Víctor se enamoró. Hasta perder el sentido. Cuando la primera oleada sofocante lo inundó al mirar a aquella mujer, pensó que era un desvanecimiento pasajero, algo que desaparecería al saciar su deseo.
Pero tras el primer encuentro, el anhelo estalló en su pecho como una bomba, arrasando todo a su paso excepto aquella obsesión.
El problema era que Víctor, felizmente casado, criaba a sus dos hijos tan esperados: una niña y un niño.
Mentir le repugnaba. Su amante amenazó con alejarlo de su vida si no se divorciaba y se unía a ella.
Tembloroso, abrió la puerta de su hogar en Madrid, donde había vivido diez años de complicidad y risas. Debía confesarle a Lucía, su esposa, empacar su maleta, abrazar a los niños y huir tras… un capricho efímero.

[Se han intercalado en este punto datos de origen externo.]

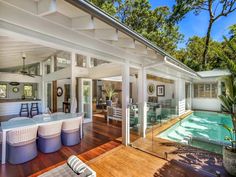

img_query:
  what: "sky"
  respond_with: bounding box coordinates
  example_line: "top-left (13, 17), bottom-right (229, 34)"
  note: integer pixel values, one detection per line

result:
top-left (149, 0), bottom-right (236, 48)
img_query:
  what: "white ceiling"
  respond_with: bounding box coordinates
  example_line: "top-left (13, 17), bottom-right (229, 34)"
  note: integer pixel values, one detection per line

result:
top-left (0, 35), bottom-right (57, 68)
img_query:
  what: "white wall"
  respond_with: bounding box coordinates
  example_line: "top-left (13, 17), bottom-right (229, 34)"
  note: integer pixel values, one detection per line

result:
top-left (192, 77), bottom-right (222, 111)
top-left (0, 81), bottom-right (39, 99)
top-left (57, 79), bottom-right (70, 109)
top-left (192, 98), bottom-right (221, 111)
top-left (176, 79), bottom-right (186, 115)
top-left (147, 80), bottom-right (175, 101)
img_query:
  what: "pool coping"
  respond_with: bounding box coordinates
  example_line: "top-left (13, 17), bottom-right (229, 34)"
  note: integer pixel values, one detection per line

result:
top-left (146, 110), bottom-right (194, 137)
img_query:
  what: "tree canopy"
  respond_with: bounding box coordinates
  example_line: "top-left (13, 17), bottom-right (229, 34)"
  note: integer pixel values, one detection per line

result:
top-left (90, 0), bottom-right (236, 71)
top-left (91, 0), bottom-right (183, 54)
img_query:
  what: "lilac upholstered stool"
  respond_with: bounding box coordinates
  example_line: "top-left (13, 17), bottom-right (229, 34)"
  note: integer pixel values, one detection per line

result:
top-left (7, 126), bottom-right (38, 164)
top-left (38, 122), bottom-right (62, 153)
top-left (61, 116), bottom-right (82, 146)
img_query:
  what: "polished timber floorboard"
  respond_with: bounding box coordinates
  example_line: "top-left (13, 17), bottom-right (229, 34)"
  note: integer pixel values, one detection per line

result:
top-left (0, 118), bottom-right (121, 177)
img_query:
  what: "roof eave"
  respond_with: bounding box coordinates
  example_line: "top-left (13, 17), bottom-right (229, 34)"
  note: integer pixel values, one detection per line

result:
top-left (65, 0), bottom-right (198, 77)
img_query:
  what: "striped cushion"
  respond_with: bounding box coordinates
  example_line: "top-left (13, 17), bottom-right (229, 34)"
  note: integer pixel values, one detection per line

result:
top-left (67, 155), bottom-right (86, 174)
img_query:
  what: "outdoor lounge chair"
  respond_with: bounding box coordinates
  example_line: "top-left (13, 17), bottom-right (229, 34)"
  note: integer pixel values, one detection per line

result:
top-left (61, 116), bottom-right (82, 146)
top-left (52, 112), bottom-right (66, 115)
top-left (8, 117), bottom-right (29, 121)
top-left (39, 155), bottom-right (96, 177)
top-left (7, 126), bottom-right (38, 164)
top-left (38, 122), bottom-right (62, 153)
top-left (0, 127), bottom-right (2, 161)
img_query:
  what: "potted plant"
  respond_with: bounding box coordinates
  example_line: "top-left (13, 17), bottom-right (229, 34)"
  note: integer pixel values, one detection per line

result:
top-left (93, 97), bottom-right (97, 112)
top-left (105, 86), bottom-right (117, 106)
top-left (222, 116), bottom-right (236, 176)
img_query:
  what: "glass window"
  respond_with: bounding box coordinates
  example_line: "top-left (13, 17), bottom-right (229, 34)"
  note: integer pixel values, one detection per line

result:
top-left (91, 58), bottom-right (110, 67)
top-left (198, 84), bottom-right (205, 97)
top-left (204, 84), bottom-right (211, 98)
top-left (194, 84), bottom-right (198, 98)
top-left (211, 84), bottom-right (218, 98)
top-left (77, 54), bottom-right (86, 68)
top-left (0, 84), bottom-right (7, 98)
top-left (24, 85), bottom-right (33, 97)
top-left (194, 83), bottom-right (218, 98)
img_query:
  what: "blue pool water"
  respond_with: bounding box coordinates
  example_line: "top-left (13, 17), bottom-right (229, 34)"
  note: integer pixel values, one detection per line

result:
top-left (157, 111), bottom-right (233, 153)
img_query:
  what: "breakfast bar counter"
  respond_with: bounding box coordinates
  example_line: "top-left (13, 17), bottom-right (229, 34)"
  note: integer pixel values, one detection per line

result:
top-left (0, 99), bottom-right (42, 116)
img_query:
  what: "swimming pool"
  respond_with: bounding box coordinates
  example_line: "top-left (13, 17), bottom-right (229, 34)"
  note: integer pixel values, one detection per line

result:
top-left (157, 111), bottom-right (233, 153)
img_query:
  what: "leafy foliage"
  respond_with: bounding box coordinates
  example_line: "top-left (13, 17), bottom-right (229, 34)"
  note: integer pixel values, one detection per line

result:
top-left (169, 0), bottom-right (236, 68)
top-left (105, 86), bottom-right (118, 100)
top-left (88, 0), bottom-right (183, 54)
top-left (174, 36), bottom-right (224, 71)
top-left (218, 37), bottom-right (236, 152)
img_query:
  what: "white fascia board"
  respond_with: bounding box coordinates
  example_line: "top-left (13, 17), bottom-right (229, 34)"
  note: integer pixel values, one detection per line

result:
top-left (72, 15), bottom-right (95, 30)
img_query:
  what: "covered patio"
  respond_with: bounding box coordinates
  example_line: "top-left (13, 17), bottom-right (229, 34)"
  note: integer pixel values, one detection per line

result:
top-left (0, 0), bottom-right (230, 176)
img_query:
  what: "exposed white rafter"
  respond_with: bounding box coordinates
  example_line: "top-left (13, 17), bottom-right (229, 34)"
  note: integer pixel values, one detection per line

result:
top-left (72, 15), bottom-right (95, 30)
top-left (37, 0), bottom-right (57, 16)
top-left (94, 29), bottom-right (118, 41)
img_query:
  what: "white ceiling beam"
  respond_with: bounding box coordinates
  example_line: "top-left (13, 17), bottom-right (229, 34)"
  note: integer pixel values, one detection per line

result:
top-left (0, 1), bottom-right (146, 63)
top-left (72, 15), bottom-right (95, 30)
top-left (44, 12), bottom-right (72, 28)
top-left (89, 63), bottom-right (121, 79)
top-left (94, 29), bottom-right (118, 41)
top-left (38, 0), bottom-right (57, 16)
top-left (2, 0), bottom-right (37, 14)
top-left (147, 48), bottom-right (157, 59)
top-left (94, 18), bottom-right (113, 29)
top-left (112, 38), bottom-right (135, 49)
top-left (126, 45), bottom-right (148, 55)
top-left (0, 46), bottom-right (46, 52)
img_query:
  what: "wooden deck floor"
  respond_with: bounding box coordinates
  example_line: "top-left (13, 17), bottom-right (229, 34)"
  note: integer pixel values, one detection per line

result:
top-left (0, 118), bottom-right (121, 177)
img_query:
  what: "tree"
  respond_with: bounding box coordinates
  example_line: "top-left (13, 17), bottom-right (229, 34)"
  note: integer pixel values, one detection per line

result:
top-left (90, 0), bottom-right (120, 16)
top-left (169, 0), bottom-right (236, 67)
top-left (91, 0), bottom-right (183, 54)
top-left (174, 36), bottom-right (222, 71)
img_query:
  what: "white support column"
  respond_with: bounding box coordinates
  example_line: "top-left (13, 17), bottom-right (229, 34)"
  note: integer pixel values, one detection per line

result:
top-left (138, 68), bottom-right (147, 138)
top-left (176, 79), bottom-right (186, 115)
top-left (189, 82), bottom-right (193, 110)
top-left (39, 61), bottom-right (47, 112)
top-left (122, 62), bottom-right (130, 146)
top-left (86, 56), bottom-right (91, 68)
top-left (70, 52), bottom-right (78, 113)
top-left (50, 56), bottom-right (55, 73)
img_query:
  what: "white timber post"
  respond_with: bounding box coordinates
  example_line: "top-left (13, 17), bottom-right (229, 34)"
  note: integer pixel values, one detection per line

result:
top-left (50, 56), bottom-right (55, 73)
top-left (70, 52), bottom-right (77, 113)
top-left (138, 68), bottom-right (147, 138)
top-left (176, 79), bottom-right (186, 115)
top-left (122, 61), bottom-right (130, 146)
top-left (189, 82), bottom-right (193, 110)
top-left (86, 56), bottom-right (91, 68)
top-left (40, 61), bottom-right (47, 112)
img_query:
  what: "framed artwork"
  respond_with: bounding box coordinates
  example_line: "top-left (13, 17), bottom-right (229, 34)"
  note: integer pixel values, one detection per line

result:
top-left (157, 85), bottom-right (165, 96)
top-left (12, 87), bottom-right (20, 93)
top-left (57, 87), bottom-right (63, 97)
top-left (0, 84), bottom-right (7, 98)
top-left (147, 83), bottom-right (155, 95)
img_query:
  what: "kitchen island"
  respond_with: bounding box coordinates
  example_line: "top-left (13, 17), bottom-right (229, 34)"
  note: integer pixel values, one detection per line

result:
top-left (0, 99), bottom-right (42, 117)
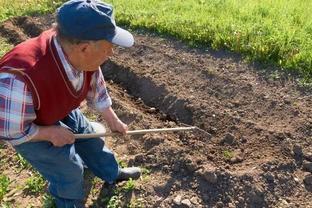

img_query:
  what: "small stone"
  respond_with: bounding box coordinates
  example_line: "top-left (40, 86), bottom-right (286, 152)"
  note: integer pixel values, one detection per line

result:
top-left (230, 155), bottom-right (244, 164)
top-left (147, 108), bottom-right (156, 113)
top-left (181, 199), bottom-right (192, 207)
top-left (302, 161), bottom-right (312, 173)
top-left (202, 165), bottom-right (218, 184)
top-left (263, 172), bottom-right (274, 183)
top-left (303, 174), bottom-right (312, 186)
top-left (227, 203), bottom-right (236, 208)
top-left (293, 144), bottom-right (303, 157)
top-left (238, 196), bottom-right (245, 203)
top-left (173, 195), bottom-right (182, 205)
top-left (216, 202), bottom-right (223, 208)
top-left (190, 196), bottom-right (199, 205)
top-left (221, 133), bottom-right (235, 145)
top-left (304, 152), bottom-right (312, 162)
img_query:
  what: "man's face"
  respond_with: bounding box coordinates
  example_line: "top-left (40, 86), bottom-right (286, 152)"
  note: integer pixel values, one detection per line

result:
top-left (80, 40), bottom-right (113, 71)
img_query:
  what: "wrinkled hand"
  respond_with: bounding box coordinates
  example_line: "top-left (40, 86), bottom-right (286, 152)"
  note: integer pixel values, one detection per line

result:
top-left (48, 126), bottom-right (75, 147)
top-left (108, 119), bottom-right (128, 135)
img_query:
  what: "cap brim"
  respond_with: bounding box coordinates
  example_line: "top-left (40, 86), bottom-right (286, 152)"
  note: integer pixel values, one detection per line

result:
top-left (111, 26), bottom-right (134, 47)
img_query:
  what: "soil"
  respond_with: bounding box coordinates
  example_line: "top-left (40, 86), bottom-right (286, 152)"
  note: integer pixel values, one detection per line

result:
top-left (0, 15), bottom-right (312, 208)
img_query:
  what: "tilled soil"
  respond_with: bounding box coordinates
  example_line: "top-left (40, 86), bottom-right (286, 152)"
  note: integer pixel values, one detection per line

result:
top-left (0, 16), bottom-right (312, 207)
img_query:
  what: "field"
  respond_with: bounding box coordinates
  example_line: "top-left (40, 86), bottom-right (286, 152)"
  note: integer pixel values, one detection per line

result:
top-left (0, 0), bottom-right (312, 208)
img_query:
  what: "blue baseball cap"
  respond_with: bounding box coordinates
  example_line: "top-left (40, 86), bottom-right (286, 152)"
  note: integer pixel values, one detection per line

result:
top-left (56, 0), bottom-right (134, 47)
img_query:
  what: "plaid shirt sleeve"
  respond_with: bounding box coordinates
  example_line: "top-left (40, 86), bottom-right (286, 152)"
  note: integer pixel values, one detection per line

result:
top-left (86, 69), bottom-right (112, 112)
top-left (0, 73), bottom-right (39, 145)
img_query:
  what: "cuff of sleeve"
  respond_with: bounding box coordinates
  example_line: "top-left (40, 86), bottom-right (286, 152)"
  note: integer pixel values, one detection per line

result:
top-left (91, 97), bottom-right (112, 112)
top-left (7, 123), bottom-right (39, 146)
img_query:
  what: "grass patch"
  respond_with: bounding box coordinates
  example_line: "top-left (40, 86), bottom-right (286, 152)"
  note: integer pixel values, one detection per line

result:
top-left (0, 0), bottom-right (65, 22)
top-left (223, 150), bottom-right (234, 160)
top-left (0, 37), bottom-right (13, 57)
top-left (109, 0), bottom-right (312, 81)
top-left (0, 175), bottom-right (10, 202)
top-left (16, 153), bottom-right (32, 170)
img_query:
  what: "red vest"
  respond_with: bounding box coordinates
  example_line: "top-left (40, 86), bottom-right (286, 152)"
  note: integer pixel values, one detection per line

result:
top-left (0, 30), bottom-right (94, 125)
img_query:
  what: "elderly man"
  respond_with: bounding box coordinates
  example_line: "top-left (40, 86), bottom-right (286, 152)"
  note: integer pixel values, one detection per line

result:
top-left (0, 0), bottom-right (140, 207)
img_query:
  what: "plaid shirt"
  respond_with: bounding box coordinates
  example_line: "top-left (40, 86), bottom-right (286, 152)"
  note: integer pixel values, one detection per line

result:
top-left (0, 38), bottom-right (112, 145)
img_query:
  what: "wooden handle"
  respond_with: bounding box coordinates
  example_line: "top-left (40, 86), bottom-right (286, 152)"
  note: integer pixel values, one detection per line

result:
top-left (74, 126), bottom-right (196, 139)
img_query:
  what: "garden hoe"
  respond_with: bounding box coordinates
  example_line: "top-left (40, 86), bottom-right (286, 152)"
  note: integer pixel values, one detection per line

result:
top-left (75, 122), bottom-right (198, 139)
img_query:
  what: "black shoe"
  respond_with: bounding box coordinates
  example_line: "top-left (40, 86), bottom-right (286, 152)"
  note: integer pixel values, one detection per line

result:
top-left (116, 167), bottom-right (141, 182)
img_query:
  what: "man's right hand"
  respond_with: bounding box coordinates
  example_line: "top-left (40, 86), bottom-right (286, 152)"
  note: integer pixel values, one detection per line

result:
top-left (31, 126), bottom-right (75, 147)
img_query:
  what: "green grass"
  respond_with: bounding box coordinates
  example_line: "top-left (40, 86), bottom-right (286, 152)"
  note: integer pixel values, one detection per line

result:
top-left (106, 0), bottom-right (312, 81)
top-left (0, 175), bottom-right (10, 202)
top-left (0, 0), bottom-right (65, 22)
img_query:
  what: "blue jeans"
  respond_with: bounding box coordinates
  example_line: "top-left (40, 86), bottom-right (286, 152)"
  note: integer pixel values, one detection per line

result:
top-left (14, 109), bottom-right (119, 208)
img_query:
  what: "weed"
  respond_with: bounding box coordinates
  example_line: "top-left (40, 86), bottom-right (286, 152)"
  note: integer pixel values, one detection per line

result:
top-left (127, 199), bottom-right (144, 208)
top-left (43, 194), bottom-right (56, 208)
top-left (117, 159), bottom-right (127, 168)
top-left (0, 175), bottom-right (10, 201)
top-left (16, 153), bottom-right (31, 170)
top-left (106, 195), bottom-right (121, 208)
top-left (122, 178), bottom-right (135, 191)
top-left (223, 150), bottom-right (234, 160)
top-left (25, 174), bottom-right (46, 194)
top-left (0, 202), bottom-right (13, 208)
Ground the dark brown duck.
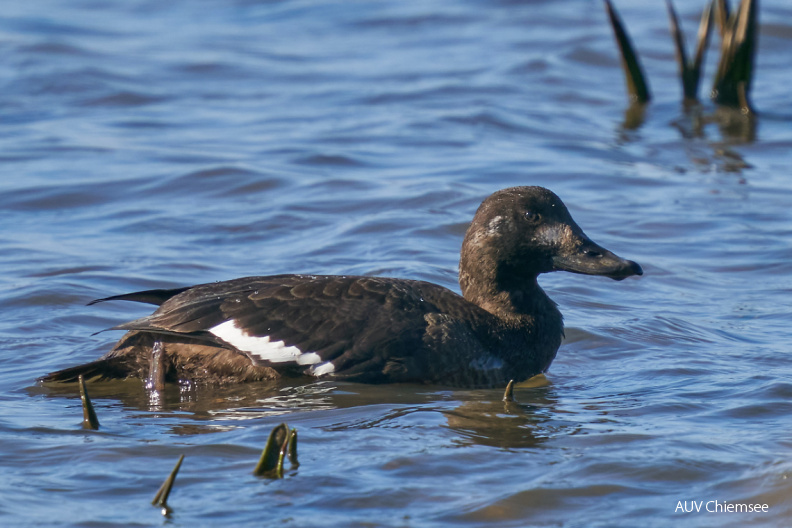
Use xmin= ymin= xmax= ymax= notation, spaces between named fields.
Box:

Durante días ensayó mentalmente la escena: imaginó a Lucía destrozada, llorando, maldiciendo… Preparó respuestas frías, calculadas. Entró.
Ella, en bata corta, fumaba un cigarrillo mientras reía por teléfono. «Qué hermosa eres», pensó él. Aun así, sacó una maleta vieja del armario, haciendo ruido con cajones y perchas. Lucía seguía charlando, ajena.
Finalmente, abrigado y pálido, se acercó:
—Cariño… he conocido a otra. Es más fuerte que yo. Perdóname— balbuceó.
Lucía, riendo aún, susurró al móvil:
—Sofía, mi marido se va con otra. Ahora te llamo.
—¡Me voy! ¿No lo entiendes?— gritó Víctor, sudando frío.
—Claro— respondió ella alegre, dándole un beso en la mejilla antes de cerrar la puerta.
Él permaneció en el rellano, escuchando cómo hablaba de los niños, la moda, una serie… de todo menos de él.
Dejó sus cosas allí, salió a la calle y llamó a su amante.
—¿Ya eres mío?— chilló ella.
—No. No te quiero. Amo a mi esposa— contestó seco, encendiendo otro cigarrillo mientras dudaba cómo volver.
—¡Hice lo que me dijo!— gritó Lucía a su psicóloga, al borde del llanto.
—Lávate la cara, sonríe— murmuró la profesional—. Volverá.